Se oyeron sirenas a lo lejos. Prisco las oyó a través de una oleada de náuseas y aturdimiento. Llegaba la policía. Dwayne debería haber quedado fuera de combate, pero logró levantarse.

-Dile a Sharon que quiero ese dinero -dijo con los labios amoratados y llenos de sangre antes de alejarse cojeando.

Prisco intentó ir tras él, pero la rodilla se dobló bajo su peso y otra oleada de dolor lo atravesó por completo. Sintió náuseas y apretó la mejilla contra la acera para que el mundo dejara de girar a su alrededor.

De pronto se dio cuenta de que un grupo de gente se había reunido a su alrededor.

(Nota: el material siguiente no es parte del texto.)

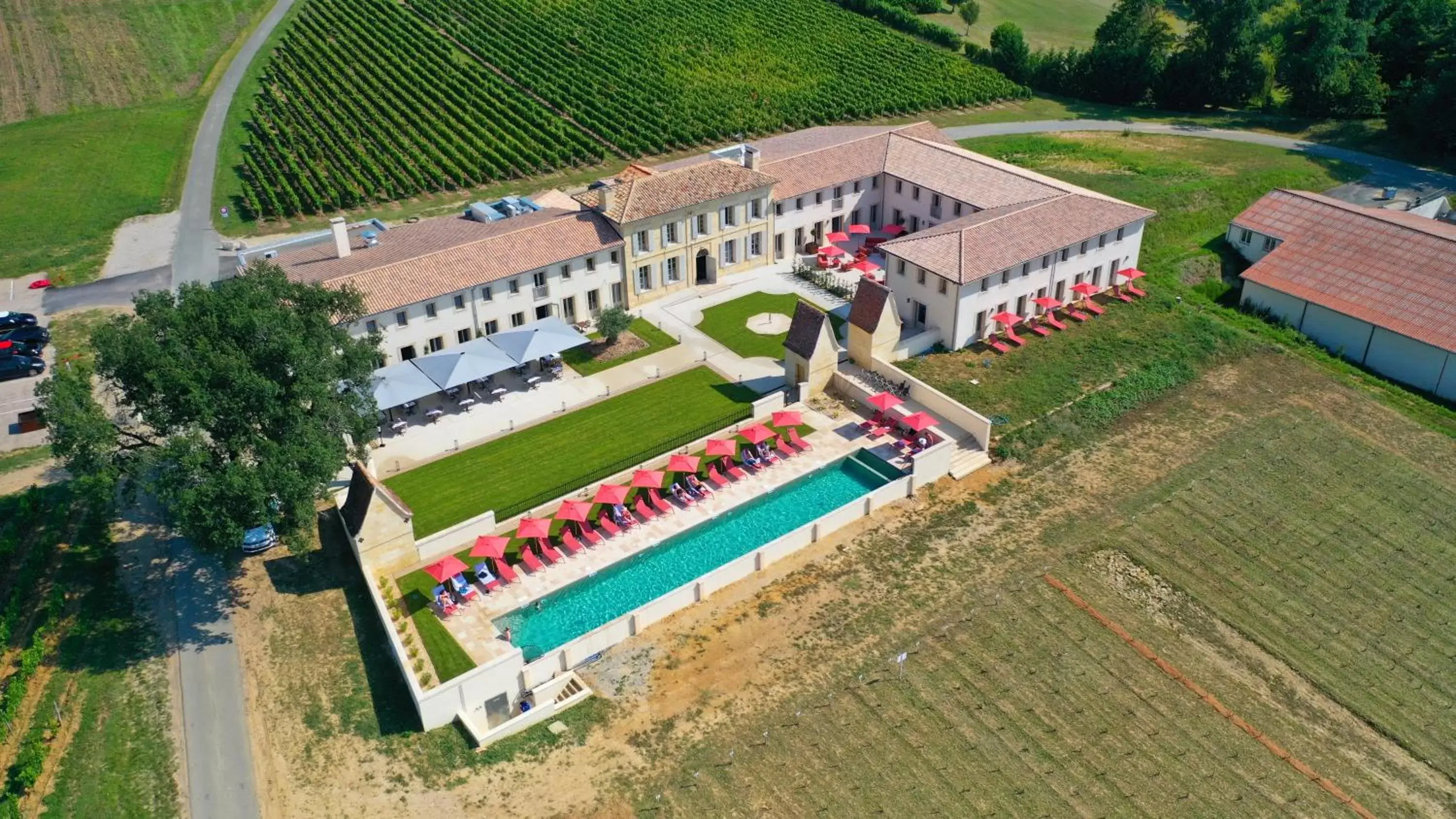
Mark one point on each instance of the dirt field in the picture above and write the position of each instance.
(784, 700)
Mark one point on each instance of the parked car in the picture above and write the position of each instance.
(11, 321)
(260, 539)
(19, 367)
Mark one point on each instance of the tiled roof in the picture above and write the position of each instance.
(421, 261)
(868, 306)
(640, 197)
(804, 331)
(995, 239)
(1388, 268)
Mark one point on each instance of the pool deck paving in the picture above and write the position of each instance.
(472, 624)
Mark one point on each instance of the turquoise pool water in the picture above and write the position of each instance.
(656, 571)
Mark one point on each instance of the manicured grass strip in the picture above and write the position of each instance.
(551, 459)
(728, 324)
(581, 359)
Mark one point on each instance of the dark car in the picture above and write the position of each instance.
(19, 367)
(11, 321)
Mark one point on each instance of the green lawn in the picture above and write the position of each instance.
(581, 359)
(533, 466)
(1196, 187)
(727, 324)
(66, 182)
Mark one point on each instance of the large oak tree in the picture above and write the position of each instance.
(229, 404)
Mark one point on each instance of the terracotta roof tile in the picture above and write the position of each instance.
(640, 197)
(995, 239)
(1388, 268)
(417, 262)
(804, 329)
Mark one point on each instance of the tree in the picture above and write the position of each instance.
(1129, 53)
(613, 322)
(1009, 53)
(969, 11)
(232, 402)
(1221, 60)
(1327, 65)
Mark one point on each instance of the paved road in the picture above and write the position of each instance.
(1382, 171)
(196, 255)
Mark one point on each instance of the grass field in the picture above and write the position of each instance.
(1330, 553)
(551, 459)
(728, 324)
(66, 182)
(583, 359)
(1196, 187)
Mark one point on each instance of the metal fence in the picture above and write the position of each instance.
(645, 454)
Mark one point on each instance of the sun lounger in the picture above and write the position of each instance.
(644, 509)
(465, 591)
(504, 571)
(570, 543)
(530, 560)
(548, 552)
(482, 572)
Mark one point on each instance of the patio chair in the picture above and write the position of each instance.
(644, 509)
(447, 608)
(465, 591)
(570, 543)
(548, 552)
(481, 573)
(530, 560)
(504, 571)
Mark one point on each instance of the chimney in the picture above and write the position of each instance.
(341, 236)
(750, 158)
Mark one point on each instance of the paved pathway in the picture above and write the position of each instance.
(1382, 171)
(196, 255)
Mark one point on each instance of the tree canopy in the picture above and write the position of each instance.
(231, 404)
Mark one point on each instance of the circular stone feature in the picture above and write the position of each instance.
(769, 324)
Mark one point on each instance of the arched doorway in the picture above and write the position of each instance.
(707, 268)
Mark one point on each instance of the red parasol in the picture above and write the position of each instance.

Alguien se abrió paso entre el gentío y corrió hacia él. Prisco se tensó, adoptando instintivamente una postura defensiva.

-¡Teniente! ¡Tranquilo! ¡Soy yo, Thomas! —Sí, era Thomas. El chico se agachó junto a él en la acera.

-¿Quién te ha atropellado con una camión? Dios mío... -Thomas volvió a levantarse y miró a la gente-. ¡Eh, que alguien llame a una ambulancia para mi amigo! ¡Deprisa! -Prisco alargó el brazo hacia él-. Sí, estoy aquí, tío. Estoy aquí, Prisco. He visto huir a ese tipo. Estaba sólo un poco mejor que tú -dijo Thomas-. ¿Qué ha pasado? ¿Has hecho un mal chiste?

-Mia -susurró Prisco con voz ronca-. Tiene a Natasha... En la cafetería. Quédate con ellas... Asegúrate de que están bien...

-Me parece que eres tú el que necesita ayuda.

-Estoy bien -dijo Prisco con los dientes apretados-. Si no te vas tú con ellas, iré yo -buscó a tientas su bastón.

¿Dónde demonios estaba? En la calzada. Intentó avanzar hacia él arrastrando la pierna herida.

-Dios -dijo Thomas, lleno de asombro porque Prisco todavía pudiera moverse. Por una vez, parecía tener sólo dieciocho años-. Quédate aquí, yo voy a buscarlas. Si tan importante es para ti...

-Corre -dijo Prisco. Thomas echó a correr.